The Islamic Azad University, Zanjan Branch (informally Islamic Azad University of Zanjan) is a private research university in Zanjan, Iran.

==History==
The university was founded in 1985 and admitted 175 students on that year. The university initially began its operation by renting a building.

==Faculties and Departments==

The Islamic Azad University of Zanjan is divided into five faculties, each sub-divided into schools.

===Faculty of Technology and Engineering===

- Department of Architecture
- Department of Civil engineering
- Department of Geodesy
- Department of Urban Studies
- Department of Materials & Metallurgy engineering
- Department of Transportation
- Department of Soil Sciences
- Department of Mechanical Engineering

===Faculty of Electrical and Computer Engineering===

- Department of Electrical Engineering
- Department of Computer Engineering
- Department of Information Technology
- Department of Industrial Engineering

===Faculty of Educational Sciences===

- Department of Physical Education and Sport Sciences
- Department of Theology
- Department of Psychology
- Department of English Language

===Faculty of Foundation and Medical Sciences===

- Department of Midwifery
- Department of Nursing
- Department of Biological Sciences(Genetics, Animal, Micro)
- Department of Chemistry
- Department of Physics
- Department of Statistics

===Faculty of Humanities===
The faculty was founded in 2009 and is located in Emam campus.

- Department of linguistics and Persian Literature
- Department of Political Sciences
- Department of International Relations
- Department of Commercial Management
- Department of Accountancy
- Department of Law and Justice
- Department of Social Sciences
- Department of Banking and Insurance

==Research & Facilities==
The unit began its work in October 1989.

==Education==
Branch unit of 45 major courses of study in 1984 to over 127 students in 1989 has increased. The number of students over the same period of 8988 students has increased to over 13 150 students.

Islamic Azad University, with five of Humanities and Social Sciences, Faculty of Educational Sciences, Faculty of Science and Medicine, School of Electrical and Computer Engineering and the School is active.

==Field research==
Branch of ISI papers from 27 papers so far in 2004 has reached 110 articles.
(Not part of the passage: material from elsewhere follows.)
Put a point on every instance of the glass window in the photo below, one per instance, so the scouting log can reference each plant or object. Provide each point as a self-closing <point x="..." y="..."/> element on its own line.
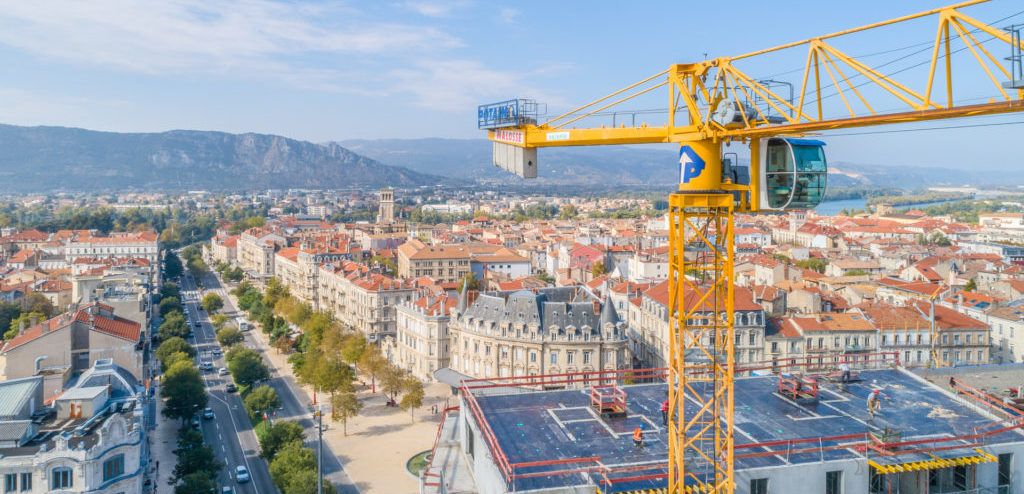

Branch unit number printed books as a textbook is about 52.

==Development areas==

Over the past five years the capacity of 45 thousand square meters of teaching space and recreation department has increased to more than 135 200 thousand square meters. Branch units with three residential complexes.

==Portal conferences and Islamic Azad University, Zanjan==
New portal: portal conferences and Islamic Azad University, Zanjan University is the base for centralized management of scientific events.